One of the things I hear from my son regularly is that he wants a “raise” on his allowance. Usually this conversation takes place after he’s spent his savings on something else. Though he’s pretty good about saving up, like all of us, he sometimes gets off track.
While I can sympathize with the idea of earning more money to meet your financial goals or live your lifestyle, I’m also not going to hand my son extra cash just because he wants it. I like to encourage him to earn more money.

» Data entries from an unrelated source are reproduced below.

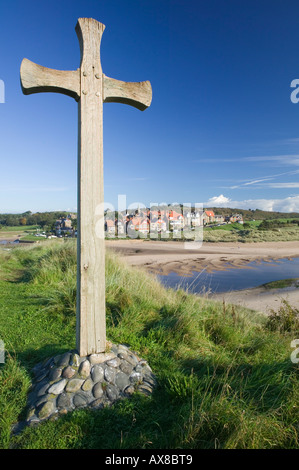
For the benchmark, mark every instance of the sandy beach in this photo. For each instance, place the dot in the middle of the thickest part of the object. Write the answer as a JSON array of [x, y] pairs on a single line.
[[165, 257]]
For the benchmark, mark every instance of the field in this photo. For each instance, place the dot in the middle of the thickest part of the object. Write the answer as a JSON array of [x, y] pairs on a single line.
[[225, 378]]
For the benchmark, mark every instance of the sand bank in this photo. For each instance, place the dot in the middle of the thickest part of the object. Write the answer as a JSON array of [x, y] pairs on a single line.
[[165, 257]]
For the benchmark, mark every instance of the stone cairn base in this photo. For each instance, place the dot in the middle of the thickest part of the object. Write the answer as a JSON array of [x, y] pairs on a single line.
[[68, 381]]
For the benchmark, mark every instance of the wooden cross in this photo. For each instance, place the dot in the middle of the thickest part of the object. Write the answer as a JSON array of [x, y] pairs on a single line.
[[90, 88]]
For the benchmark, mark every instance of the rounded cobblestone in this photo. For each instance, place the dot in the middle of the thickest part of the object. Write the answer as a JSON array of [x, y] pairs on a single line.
[[68, 381]]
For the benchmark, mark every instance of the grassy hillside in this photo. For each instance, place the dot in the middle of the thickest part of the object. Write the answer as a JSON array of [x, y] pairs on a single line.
[[255, 214], [225, 378]]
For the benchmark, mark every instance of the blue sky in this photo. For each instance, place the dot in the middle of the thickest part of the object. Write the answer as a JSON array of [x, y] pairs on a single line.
[[221, 129]]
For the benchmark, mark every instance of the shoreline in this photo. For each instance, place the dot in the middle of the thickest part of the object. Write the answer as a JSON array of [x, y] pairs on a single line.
[[259, 298], [163, 258]]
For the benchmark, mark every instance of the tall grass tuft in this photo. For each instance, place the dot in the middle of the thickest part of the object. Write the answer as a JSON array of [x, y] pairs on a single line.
[[225, 379]]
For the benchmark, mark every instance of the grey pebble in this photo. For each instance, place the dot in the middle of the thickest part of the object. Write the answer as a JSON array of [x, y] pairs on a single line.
[[110, 374], [57, 387], [97, 373], [97, 390]]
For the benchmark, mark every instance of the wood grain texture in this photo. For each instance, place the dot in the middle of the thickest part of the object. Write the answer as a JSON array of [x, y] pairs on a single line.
[[137, 94], [91, 319], [37, 79]]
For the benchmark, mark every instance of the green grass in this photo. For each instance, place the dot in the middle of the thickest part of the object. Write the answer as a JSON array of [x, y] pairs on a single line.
[[281, 284], [18, 228], [225, 378]]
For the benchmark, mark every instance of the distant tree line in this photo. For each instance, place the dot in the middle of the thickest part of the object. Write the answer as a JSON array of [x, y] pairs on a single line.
[[41, 219]]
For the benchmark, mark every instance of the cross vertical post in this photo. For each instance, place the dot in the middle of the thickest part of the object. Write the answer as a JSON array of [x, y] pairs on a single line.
[[90, 88]]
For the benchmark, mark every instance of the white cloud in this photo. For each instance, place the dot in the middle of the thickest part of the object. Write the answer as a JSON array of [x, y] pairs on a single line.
[[218, 200], [288, 204]]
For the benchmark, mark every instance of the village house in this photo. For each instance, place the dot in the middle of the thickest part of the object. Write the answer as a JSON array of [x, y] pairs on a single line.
[[110, 227], [219, 219], [63, 226]]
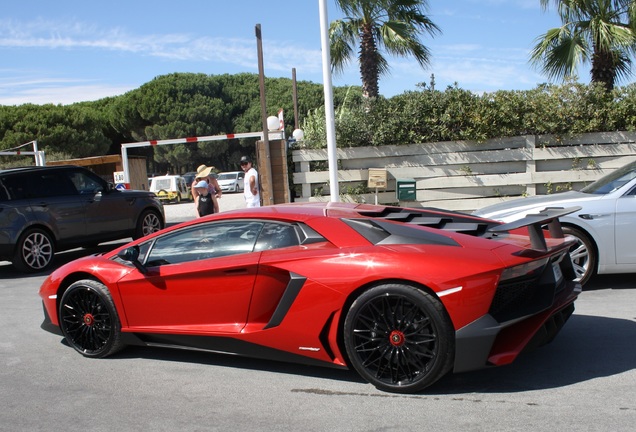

How Kids Can Earn More Money
It can be challenging for kids to earn money — especially if they’re under 16 and can’t get a more traditional after-school job. Some of the ways my son, and the kids around the neighborhood, earn money include:
- Lemonade and cookie stands
- Mowing lawns and other yard care
- Growing produce to sell
- Selling plants, like tomato starts, for neighborhood gardens
My son also participates in 4-H throughout the year. He submits projects to the fair, which then earn money based on his ribbons. If he does a good job, he earns more money, since a purple (state fair) or blue ribbon earns more than red or white.
Since I have a home business, I also offer my son the chance to earn money by doing administrative tasks. I let him work when he wants, so he has control over his earnings. We have a time card, and he’s paid for the work he does every two weeks — just like a “real” job.
But, Don’t Let Them Get Too Caught Up
Of course, when kids start earning money, they can get too caught up in it. I don’t want my son to think everything has to be about money all the time. Sometimes we do things because they’re the right things to do, or to help other people — even if we don’t get money.
Some parents are willing to pay kids for doing chores, but I’ve never been into that. I prefer to have my son do some things around the house for free — so he understands that sometimes we do things as part of a family, without expecting monetary compensation.
After all, I don’t get paid for vacuuming the floor, and my husband doesn’t get paid for doing laundry. We do these things because they’re good for our household. So my son doesn’t get paid for keeping his room and bathroom clean or for emptying the dishwasher.
It’s a fine line to walk, but it’s important to teach kids how to be enthusiastic and creative about making money — without becoming obsessed with it.
Do you have any tips for walking that line? How do you encourage your kids to earn money?